Qui a séparé les rois des autres hommes ? Le fait. Quels droits ont-ils à maintenir ? Aucuns. Car ils ne sont rois que pour leurs peuples, et leur autorité ne leur a été que déléguée, loin d’exister de par elle-même et de constituer un droit spécial, d’une origine surhumaine.

La royauté est incompatible avec le désordre. Sans doute, si vous appelez désordre la réclamation constante et répétée des droits que les souverains refusent de reconnaître aux peuples, en rendant par là les révolutions inévitables.

L’ordre règne en Russie. Le peuple n’y demande rien, parce qu’il ne connaît pas ses droits. Ignorant et barbare, il reste courbé sous un joug de fer, sans se douter seulement qu’il existe des nations libres.

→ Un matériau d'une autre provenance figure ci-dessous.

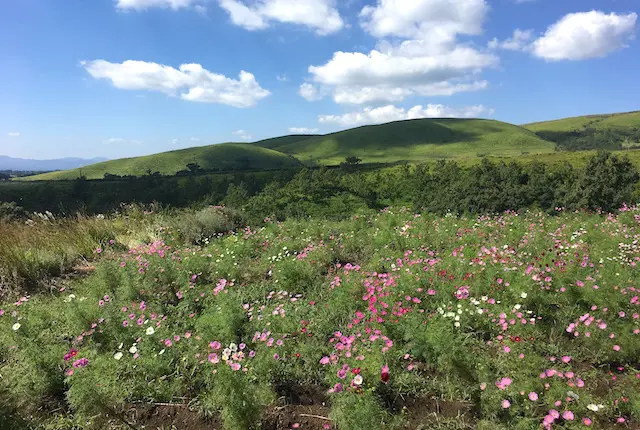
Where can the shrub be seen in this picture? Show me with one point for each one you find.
(202, 226)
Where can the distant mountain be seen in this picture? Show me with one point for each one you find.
(24, 164)
(413, 140)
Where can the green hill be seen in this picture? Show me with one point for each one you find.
(592, 132)
(414, 140)
(598, 122)
(224, 156)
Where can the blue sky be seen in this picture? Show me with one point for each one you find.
(118, 78)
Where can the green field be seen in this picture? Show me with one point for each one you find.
(415, 140)
(419, 140)
(388, 320)
(225, 156)
(600, 122)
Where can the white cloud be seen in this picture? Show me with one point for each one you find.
(435, 21)
(392, 76)
(310, 92)
(191, 81)
(428, 62)
(584, 35)
(390, 113)
(390, 94)
(320, 15)
(242, 134)
(119, 140)
(303, 130)
(518, 42)
(146, 4)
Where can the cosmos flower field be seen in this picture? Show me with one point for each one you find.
(390, 320)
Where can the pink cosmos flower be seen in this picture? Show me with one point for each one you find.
(503, 383)
(81, 363)
(215, 345)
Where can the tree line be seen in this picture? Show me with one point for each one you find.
(605, 182)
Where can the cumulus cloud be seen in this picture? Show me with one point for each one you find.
(121, 141)
(319, 15)
(242, 134)
(428, 62)
(146, 4)
(310, 92)
(437, 21)
(303, 130)
(584, 35)
(518, 42)
(390, 113)
(190, 81)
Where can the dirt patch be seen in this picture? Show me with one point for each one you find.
(421, 411)
(169, 417)
(310, 417)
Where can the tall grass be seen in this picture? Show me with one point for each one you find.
(42, 247)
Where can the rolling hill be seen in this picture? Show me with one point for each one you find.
(224, 156)
(414, 140)
(598, 122)
(411, 140)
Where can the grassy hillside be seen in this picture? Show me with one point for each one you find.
(415, 140)
(598, 122)
(225, 156)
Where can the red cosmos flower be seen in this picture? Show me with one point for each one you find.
(384, 374)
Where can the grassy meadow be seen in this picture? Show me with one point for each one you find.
(224, 156)
(387, 320)
(413, 141)
(604, 121)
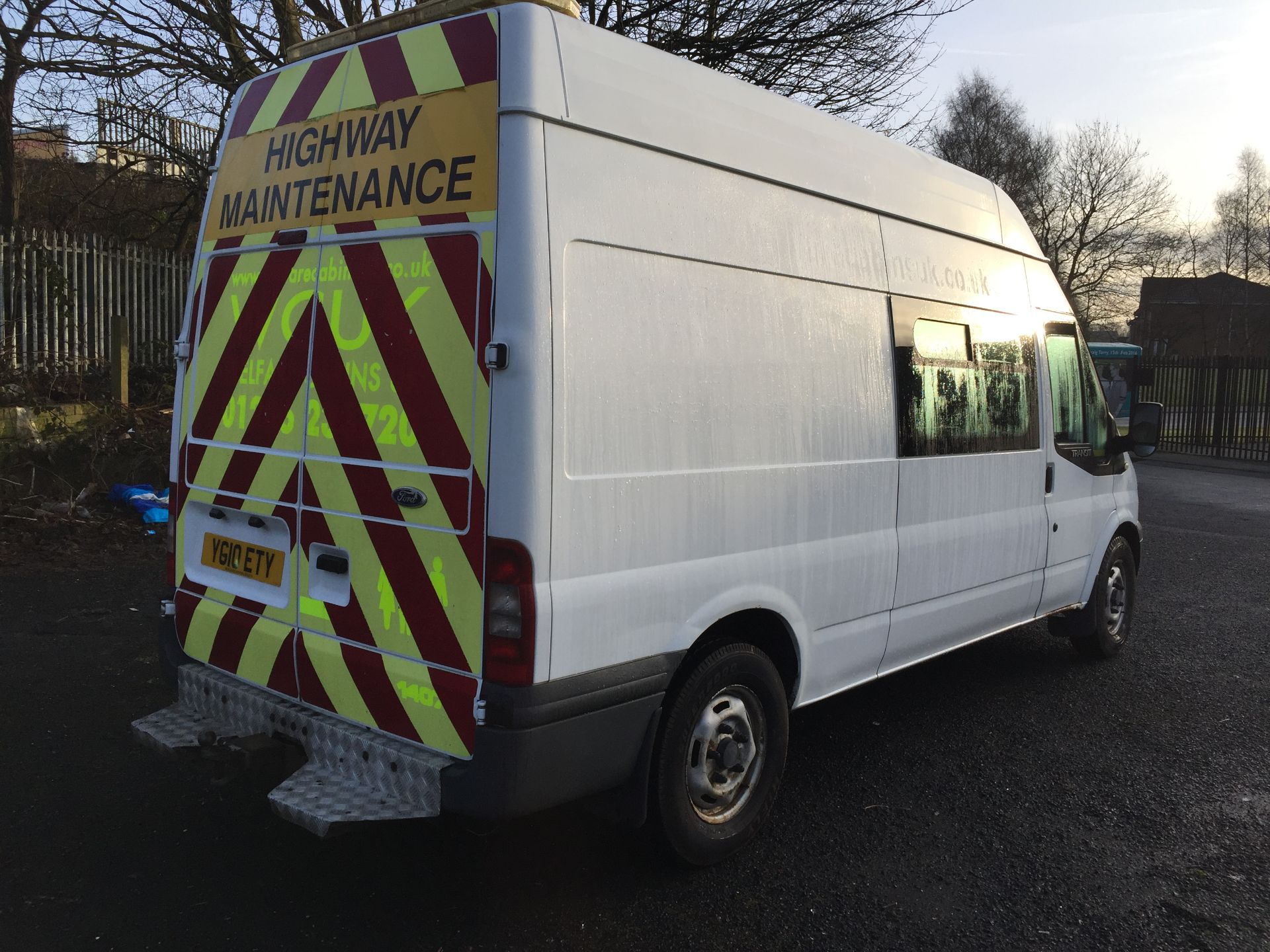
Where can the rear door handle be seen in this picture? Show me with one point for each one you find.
(337, 565)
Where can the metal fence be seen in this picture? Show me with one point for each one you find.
(59, 294)
(1213, 405)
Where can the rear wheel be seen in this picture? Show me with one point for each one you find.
(720, 757)
(1101, 627)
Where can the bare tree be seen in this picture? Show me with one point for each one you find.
(850, 58)
(1097, 220)
(21, 22)
(1241, 235)
(986, 130)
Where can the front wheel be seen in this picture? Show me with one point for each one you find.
(1101, 627)
(720, 756)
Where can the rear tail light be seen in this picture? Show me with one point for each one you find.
(509, 612)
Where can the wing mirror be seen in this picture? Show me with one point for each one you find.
(1143, 434)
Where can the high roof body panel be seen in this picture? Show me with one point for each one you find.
(570, 71)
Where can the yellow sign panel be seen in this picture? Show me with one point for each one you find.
(255, 563)
(433, 154)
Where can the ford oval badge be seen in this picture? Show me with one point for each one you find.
(409, 496)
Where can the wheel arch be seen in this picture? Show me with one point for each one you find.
(1115, 526)
(765, 629)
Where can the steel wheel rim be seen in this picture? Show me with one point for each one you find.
(1117, 603)
(726, 754)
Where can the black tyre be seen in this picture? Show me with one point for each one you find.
(720, 756)
(1103, 626)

L’ordre règne en France avec le concours de six cent mille baïonnettes. Mais les peuples, qui ont une fois connu la liberté, ne peuvent plus être menés comme un troupeau de bétail.

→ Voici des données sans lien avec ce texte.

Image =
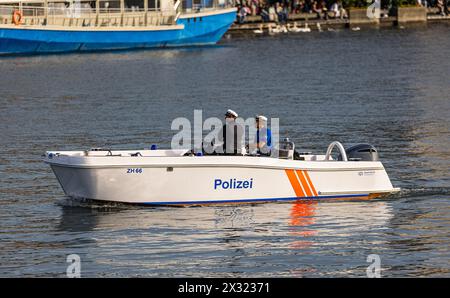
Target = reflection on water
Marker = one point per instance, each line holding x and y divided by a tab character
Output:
348	86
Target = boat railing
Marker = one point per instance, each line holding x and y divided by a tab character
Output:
84	15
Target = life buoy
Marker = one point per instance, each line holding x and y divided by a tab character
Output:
17	17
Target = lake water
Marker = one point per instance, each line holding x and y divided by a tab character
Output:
387	87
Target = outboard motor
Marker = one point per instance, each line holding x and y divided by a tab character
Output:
361	152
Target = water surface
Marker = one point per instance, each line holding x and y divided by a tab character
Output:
387	87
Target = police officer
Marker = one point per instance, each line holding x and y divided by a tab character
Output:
263	136
232	135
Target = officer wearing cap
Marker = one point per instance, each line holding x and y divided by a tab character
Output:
232	134
263	136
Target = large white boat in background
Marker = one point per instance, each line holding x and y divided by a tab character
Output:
178	177
55	26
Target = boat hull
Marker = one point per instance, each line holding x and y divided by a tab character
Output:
36	40
183	181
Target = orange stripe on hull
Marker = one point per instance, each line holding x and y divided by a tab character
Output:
313	189
294	183
304	183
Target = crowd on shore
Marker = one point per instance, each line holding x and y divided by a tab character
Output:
279	10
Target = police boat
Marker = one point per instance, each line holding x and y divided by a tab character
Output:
178	177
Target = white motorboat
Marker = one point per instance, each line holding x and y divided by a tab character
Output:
177	177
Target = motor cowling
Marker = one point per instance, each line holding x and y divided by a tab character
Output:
361	152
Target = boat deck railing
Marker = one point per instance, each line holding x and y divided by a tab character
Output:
114	13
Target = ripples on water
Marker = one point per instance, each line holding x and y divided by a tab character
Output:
386	87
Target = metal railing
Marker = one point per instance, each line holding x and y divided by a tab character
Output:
85	16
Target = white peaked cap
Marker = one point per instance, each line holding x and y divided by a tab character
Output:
232	113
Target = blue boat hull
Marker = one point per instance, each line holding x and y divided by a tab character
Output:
204	30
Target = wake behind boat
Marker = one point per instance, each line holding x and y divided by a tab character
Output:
55	26
178	177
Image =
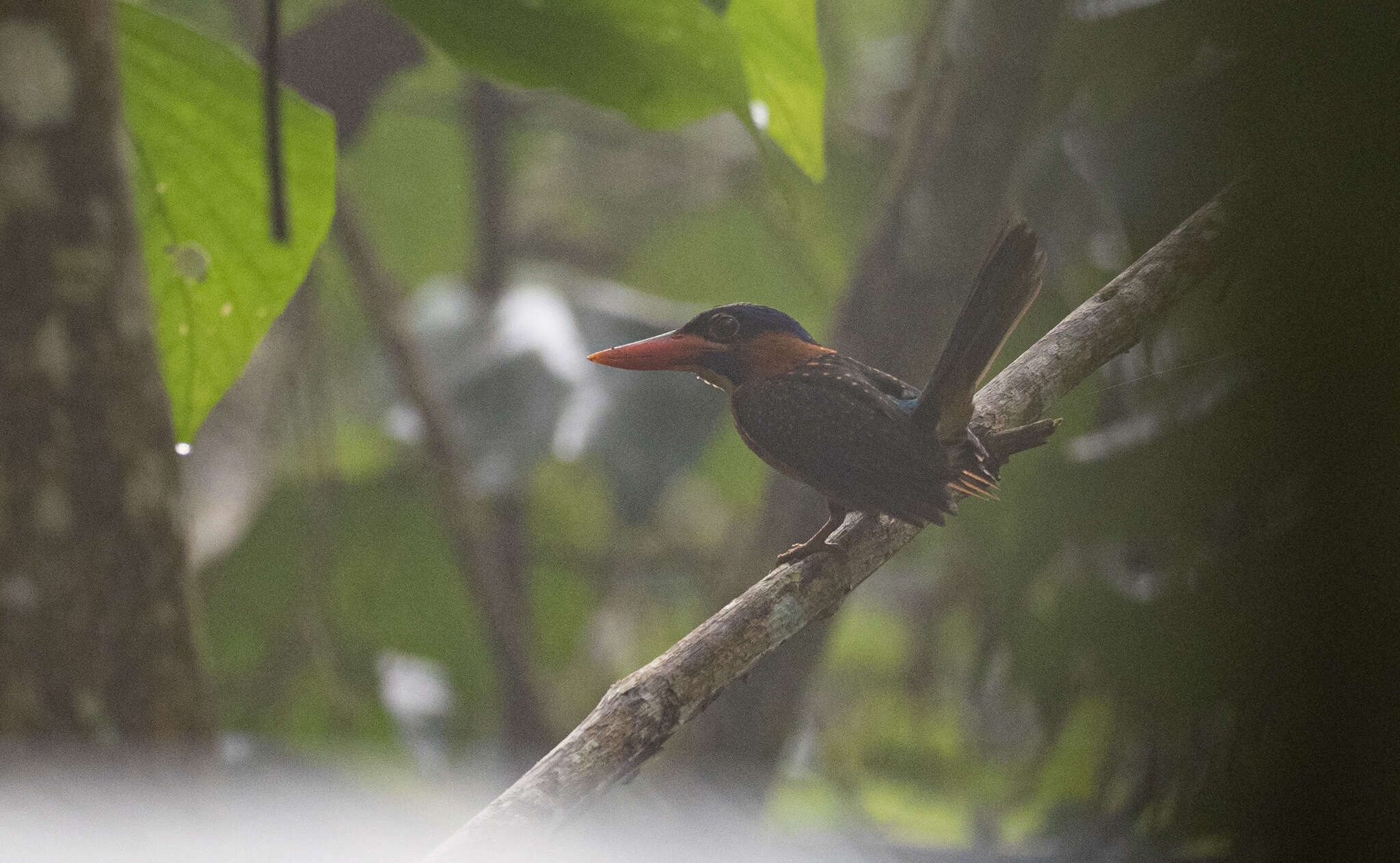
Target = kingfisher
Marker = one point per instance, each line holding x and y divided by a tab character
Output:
863	438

Vous parlez de la tranquillité, de l’ordre des monarchies. Y eut-il jamais empire plus troublé, plus livré à l’anarchie, aux guerres civiles, aux excès sans frein de la soldatesque que l’empire romain ? Est-il un souverain plus inquiet aujourd’hui sur son trône que Napoléon iii ? Comment se maintinrent Ferdinand vii et Isabelle ii ? Par les massacres.

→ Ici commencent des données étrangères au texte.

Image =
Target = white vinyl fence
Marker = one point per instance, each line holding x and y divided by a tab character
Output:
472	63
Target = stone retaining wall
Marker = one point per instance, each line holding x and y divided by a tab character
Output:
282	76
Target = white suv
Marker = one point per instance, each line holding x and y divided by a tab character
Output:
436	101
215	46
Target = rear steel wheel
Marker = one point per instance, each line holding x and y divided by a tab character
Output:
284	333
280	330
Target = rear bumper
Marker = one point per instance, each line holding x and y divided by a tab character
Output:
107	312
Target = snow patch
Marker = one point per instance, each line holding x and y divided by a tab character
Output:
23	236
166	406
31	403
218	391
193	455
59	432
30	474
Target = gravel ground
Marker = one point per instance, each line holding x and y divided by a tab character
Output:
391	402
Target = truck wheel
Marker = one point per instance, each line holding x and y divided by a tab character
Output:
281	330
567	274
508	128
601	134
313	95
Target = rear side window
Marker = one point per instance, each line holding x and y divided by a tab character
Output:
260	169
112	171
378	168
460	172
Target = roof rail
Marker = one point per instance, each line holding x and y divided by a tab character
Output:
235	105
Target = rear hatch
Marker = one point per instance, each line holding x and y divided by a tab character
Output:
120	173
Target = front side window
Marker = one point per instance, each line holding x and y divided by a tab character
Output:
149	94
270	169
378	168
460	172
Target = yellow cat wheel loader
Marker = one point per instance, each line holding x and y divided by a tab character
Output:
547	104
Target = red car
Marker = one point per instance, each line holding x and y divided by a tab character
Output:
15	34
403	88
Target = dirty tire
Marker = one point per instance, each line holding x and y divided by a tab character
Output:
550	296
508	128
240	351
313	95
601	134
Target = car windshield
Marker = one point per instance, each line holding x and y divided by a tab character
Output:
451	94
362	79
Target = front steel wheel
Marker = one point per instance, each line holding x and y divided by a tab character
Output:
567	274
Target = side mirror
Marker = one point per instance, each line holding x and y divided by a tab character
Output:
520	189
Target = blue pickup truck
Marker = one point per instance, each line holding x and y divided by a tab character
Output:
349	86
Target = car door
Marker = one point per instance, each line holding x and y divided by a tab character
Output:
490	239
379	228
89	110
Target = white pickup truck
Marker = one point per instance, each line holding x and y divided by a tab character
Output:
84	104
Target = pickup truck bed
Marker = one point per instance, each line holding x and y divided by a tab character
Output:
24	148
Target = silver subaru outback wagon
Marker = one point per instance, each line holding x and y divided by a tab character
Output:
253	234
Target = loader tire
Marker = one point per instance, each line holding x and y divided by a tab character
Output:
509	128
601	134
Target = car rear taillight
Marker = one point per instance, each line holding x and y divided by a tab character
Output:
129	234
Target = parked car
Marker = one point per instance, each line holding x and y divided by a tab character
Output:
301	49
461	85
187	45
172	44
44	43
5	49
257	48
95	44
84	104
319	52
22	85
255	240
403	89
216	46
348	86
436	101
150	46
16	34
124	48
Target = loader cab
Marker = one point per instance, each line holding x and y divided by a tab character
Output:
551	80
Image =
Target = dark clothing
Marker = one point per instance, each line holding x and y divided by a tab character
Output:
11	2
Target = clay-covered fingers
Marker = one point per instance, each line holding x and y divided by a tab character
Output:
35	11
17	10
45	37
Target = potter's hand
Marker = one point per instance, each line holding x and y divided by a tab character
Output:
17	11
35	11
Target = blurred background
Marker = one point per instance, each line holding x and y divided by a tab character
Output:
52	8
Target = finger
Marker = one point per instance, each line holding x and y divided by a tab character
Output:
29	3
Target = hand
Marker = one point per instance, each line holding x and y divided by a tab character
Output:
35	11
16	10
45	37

C’est la lutte éternelle de l’autorité contre le droit qui, une fois se connaissant, veut s’affirmer et se voir reconnu.

« Toutes les perturbations sociales sont venues de la révolution. Sans la révolution, la tranquillité publique n’eût jamais été troublée. »

Je voudrais bien savoir où les hommes en seraient aujourd’hui sans les révolutions. Elles troublent la tranquillité, bien sûr, de même que lorsque, pour assainir une ville, vous desséchez un marais, vous en troublez les eaux croupissantes. Il y a tant à faire dans les sociétés corrompues et abâtardies par le despotisme, que les révolutions, pour produire des résultats durables, sont obligées de les bouleverser de fond en comble.

En s’arrêtant à la surface, elles ne créent qu’une agitation inutile, suivie bientôt de la réaction, et tout est à recommencer, comme cela a eu lieu pour toutes les révolutions espagnoles depuis 60 ans. Mais aujourd’hui, la dernière de ces révolutions, consciente de sa mission et de son objet, a accompli des choses sur lesquelles il sera impossible de revenir.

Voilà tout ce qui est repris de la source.